NZ flag history inspires Whangarei exhibition
A timely history lecture provided inspiration for a dynamic art exhibition currently taking place at the Hangar Gallery in Kamo, Whangarei.
Northland artist Dianne Trewin attended a talk by Heritage New Zealand’s Northland Manager, Bill Edwards earlier this year, looking at the various flags that have served as New Zealand national ensigns over the years, and the different stories behind each flag.
“This lecture for me was the kick start for the exhibition,” says Dianne.
Entitled The Constant, the exhibition is Dianne’s personal response to the flag referendum of 2015, and encapsulates some of the passion displayed from all sides of the discussion. The name derives from Dianne’s conclusion that the one constant throughout the different debates about symbolism and design was the land, sea and sky.
Her interest in the issue of changing the flag has been a long-standing one.
“I’ve had an ongoing interest in this since 1973, and then again in 1986 when polls were again held which called for no change,” she says.
Initially, Dianne envisaged a series of representations of the United Tribes flag hung upside down as an indication of distress.
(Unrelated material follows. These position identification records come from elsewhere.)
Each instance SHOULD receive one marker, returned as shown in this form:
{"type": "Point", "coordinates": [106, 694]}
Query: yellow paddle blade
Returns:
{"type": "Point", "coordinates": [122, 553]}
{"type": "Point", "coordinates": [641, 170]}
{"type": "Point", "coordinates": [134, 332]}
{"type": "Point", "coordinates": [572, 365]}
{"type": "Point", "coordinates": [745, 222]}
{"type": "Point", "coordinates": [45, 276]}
Once she began, however, inspiration kept coming.
“I found images of the Union Flag and others, which gradually receded as the Southern Cross, the land Aotearoa-New Zealand and the ocean came to the fore,” she says.
“Looking at our various national flags, the constancy of the Southern Cross became very apparent to me. Anything else could be considered a logo.”
As the exhibition pieces evolved, Dianne’s artwork became increasingly organic to include ceramic flags. The two dimensional works incorporating the union image – although still apparent – receded into the background while the Southern Cross, the sea and land increasingly made their presence felt.
Some of Dianne’s artwork was even buried in the ground to investigate the direct impact of the land on these works. Other pieces have been created on building paper – a nod to building bridges between the inhabitants of Aotearoa-New Zealand and the land itself.
A critique of the exhibition by Laurence Clark highlights some of the themes examined in the exhibition, including the idea that “there is no correct way to hang a flag”, noting that an earthy-coloured flag similar to our current flag is “designed to be hung upside down, as if in distress”. He also observes that “when hung the familiar conventional way, the flags seem to have a calming effect”.
Clark acknowledges Trewin’s personal response to last year’s flag referendum through her exhibition, which he says has absorbed the polarisation of public opinion.
“This show reinstates her discipline, perseverance and purity of intention,” he says.
The Constant is on at the Hangar Gallery, Kamo until November 4.